Он был прав, этот странный парень, тысячу раз прав! Отречься от трона может только король. Отказаться от свободы может только тот, кто обладает ею в полной мере. Значит, Наис, чтобы принять судьбу, только и надо было, что почувствовать себя свободной? Джерон не просто спас мне жизнь. Он подарил мне совершенно новое существование. И я начну сначала, помня всё плохое и ни на минуту не забывая о хорошем! Надеюсь, он когда-нибудь снова заглянет в Антрею: вдруг его кошке снова понадобится жених? Обязательно заглянет! Не сможет не заглянуть, потому что я должен буду показать ему своего сына. Сына, который непременно будет рождён, и рождён именно ею — женщиной, которую я люблю. И чем мне удалось заслужить такое счастье?!
— Как вы себя чувствуете, милая daneke?
— Вашими молитвами!
Мийна снова огрызается, но теперь мало что способно испортить мне настроение. Даже не могу представить, как такое может произойти.

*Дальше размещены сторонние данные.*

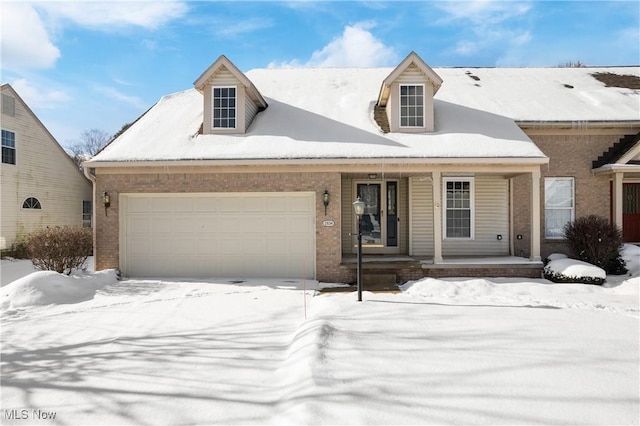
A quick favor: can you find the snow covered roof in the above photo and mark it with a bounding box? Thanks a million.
[89,67,640,166]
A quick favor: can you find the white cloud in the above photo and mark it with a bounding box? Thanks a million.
[11,78,71,110]
[0,0,187,71]
[269,22,398,68]
[0,2,60,70]
[214,18,273,38]
[95,86,148,109]
[435,0,532,26]
[38,0,188,32]
[436,0,533,60]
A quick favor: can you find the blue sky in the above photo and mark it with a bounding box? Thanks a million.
[0,0,640,146]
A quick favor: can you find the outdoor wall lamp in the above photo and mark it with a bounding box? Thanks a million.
[322,189,329,216]
[102,191,111,216]
[353,197,365,302]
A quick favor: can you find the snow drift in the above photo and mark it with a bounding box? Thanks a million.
[0,269,117,311]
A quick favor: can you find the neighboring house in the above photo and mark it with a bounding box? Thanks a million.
[85,53,640,282]
[0,84,93,252]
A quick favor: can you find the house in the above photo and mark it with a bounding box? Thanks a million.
[85,53,640,282]
[0,84,93,253]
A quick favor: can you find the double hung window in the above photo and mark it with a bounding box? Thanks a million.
[400,84,424,127]
[544,177,575,239]
[443,178,474,239]
[211,87,236,129]
[22,197,42,210]
[82,200,93,228]
[2,129,16,164]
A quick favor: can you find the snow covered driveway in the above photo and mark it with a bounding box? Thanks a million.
[1,278,640,425]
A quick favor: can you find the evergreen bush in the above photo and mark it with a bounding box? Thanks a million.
[564,215,627,275]
[25,226,93,275]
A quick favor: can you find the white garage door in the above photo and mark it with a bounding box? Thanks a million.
[120,192,315,278]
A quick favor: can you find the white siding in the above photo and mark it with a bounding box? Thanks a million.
[409,177,433,256]
[0,86,95,250]
[440,176,509,257]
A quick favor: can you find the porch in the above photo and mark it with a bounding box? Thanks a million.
[340,254,543,290]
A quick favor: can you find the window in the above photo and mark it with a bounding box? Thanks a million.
[443,178,474,239]
[22,197,42,210]
[2,129,16,164]
[544,178,575,239]
[212,87,236,129]
[400,84,424,127]
[82,200,93,228]
[2,93,16,117]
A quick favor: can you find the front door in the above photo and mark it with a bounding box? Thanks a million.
[622,183,640,243]
[354,181,398,253]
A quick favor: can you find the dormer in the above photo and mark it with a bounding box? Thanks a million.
[377,52,442,133]
[193,55,268,135]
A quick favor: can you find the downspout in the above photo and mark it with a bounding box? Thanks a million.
[82,162,96,269]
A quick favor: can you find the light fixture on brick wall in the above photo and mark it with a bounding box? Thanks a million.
[102,191,111,216]
[322,189,329,216]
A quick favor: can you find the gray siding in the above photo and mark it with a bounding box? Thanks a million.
[409,177,433,256]
[442,176,509,257]
[342,177,356,253]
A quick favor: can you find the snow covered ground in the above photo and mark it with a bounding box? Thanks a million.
[0,261,640,425]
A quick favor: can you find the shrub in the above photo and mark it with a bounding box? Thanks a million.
[564,215,626,274]
[26,226,93,275]
[543,257,607,285]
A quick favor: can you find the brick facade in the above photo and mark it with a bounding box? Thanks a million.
[94,172,345,282]
[513,132,624,259]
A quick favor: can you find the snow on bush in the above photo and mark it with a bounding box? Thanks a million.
[0,269,117,311]
[547,253,569,262]
[620,244,640,276]
[543,258,607,285]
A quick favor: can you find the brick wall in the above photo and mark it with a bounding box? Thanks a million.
[514,133,624,259]
[94,171,343,282]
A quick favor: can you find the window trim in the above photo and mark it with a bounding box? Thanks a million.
[0,129,18,166]
[442,176,476,241]
[22,197,42,210]
[398,83,427,129]
[211,85,238,131]
[82,200,93,228]
[544,176,576,241]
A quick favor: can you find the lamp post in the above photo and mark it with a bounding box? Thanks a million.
[353,197,364,302]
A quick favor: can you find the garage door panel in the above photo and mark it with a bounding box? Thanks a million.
[149,197,175,213]
[289,197,313,212]
[148,215,172,235]
[121,193,315,278]
[194,197,220,213]
[127,215,149,235]
[171,215,195,234]
[218,238,244,255]
[149,236,173,255]
[127,198,151,214]
[220,215,243,234]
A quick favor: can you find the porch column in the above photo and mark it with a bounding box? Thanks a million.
[611,173,624,229]
[431,172,442,263]
[529,168,542,261]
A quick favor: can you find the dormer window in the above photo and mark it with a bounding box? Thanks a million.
[400,84,424,127]
[193,55,268,135]
[212,87,236,129]
[374,52,442,133]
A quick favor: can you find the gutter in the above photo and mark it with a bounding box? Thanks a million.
[83,156,549,169]
[514,120,640,129]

— Dan Советник может меня принять?
— Принять-то может, а вот вынести — едва ли! — доносится из полуоткрытой двери кабинета. — Заходи!
Каллас, утопающий в подушках и домашней мантии, нежит свой слабый желудок молоком, смешанным с первой земляникой.
— Хочешь?
Радушный жест указывает на столик, где находится целый кувшин лакомства и ещё один бокал.
— Не откажусь!
Наливаю порцию себе, присаживаюсь рядом с подносом, чтобы далеко не ходить. Делаю глоток.
— Молоко, разумеется, козье?
— Какое же ещё? Вкусно?
— Недурно.
— Экий ты привередливый!
— Уж не привередливее тебя!
Ра-Дьен фыркает, но не спешит опровергать моё утверждение.
— Оставил нас, сиротинушек, без адмирала…
— Это обвинение?
— Это жалоба! Не видишь — хнычу?!
— Насколько помню, у тебя виды на это тёплое местечко. И подходящий кандидат имеется. Есть ли повод для стенаний?
Dan Советник довольно щурится, напоминая мне Микиса, греющегося на солнышке.
— Могу я хоть раз пожаловаться?
— Можешь. Только не мне на меня же — это ни в какие ворота не лезет.
— А мне ворот не нужно, и калиточка сгодится.
— Какой-то ты сегодня игривый… Мара утром навещала?
Каллас мечтательно улыбнулся:
— Да она ещё с вечера задержалась.
— О, а вечно жалуешься на здоровье! Впрочем, после любовных похождений адмирала понимаю: у тебя ещё всё впереди!
— Кстати, о любви. Это правда, что ты просил королеву о расторжении брака?
— Чистейшая.
— И?
— Получил разрешение.
Ра-Дьен расширил глаза:
— Значит, ты распрощался с Наис?
— Нет.
— Как это понимать?
— Всё вышло наилучшим образом… Не буду утомлять тебя подробностями, скажу одно — в скором времени я собираюсь приступить к исполнению своего главного долга. Супружеского.
— Тебе удалось помириться с женой?
— Или ей — смириться со мной. Да какая разница? Я счастлив, Калли! Счастлив как никогда!
— То-то улыбка у тебя дурнее, чем обычно… А я боялся, дело в чём-то другом. Успокоил старика! Но если не секрет, объясни, как тебе удалось?
— Что именно?
— Уломать Наис. Она же ни в какую не соглашалась подпускать тебя к телу.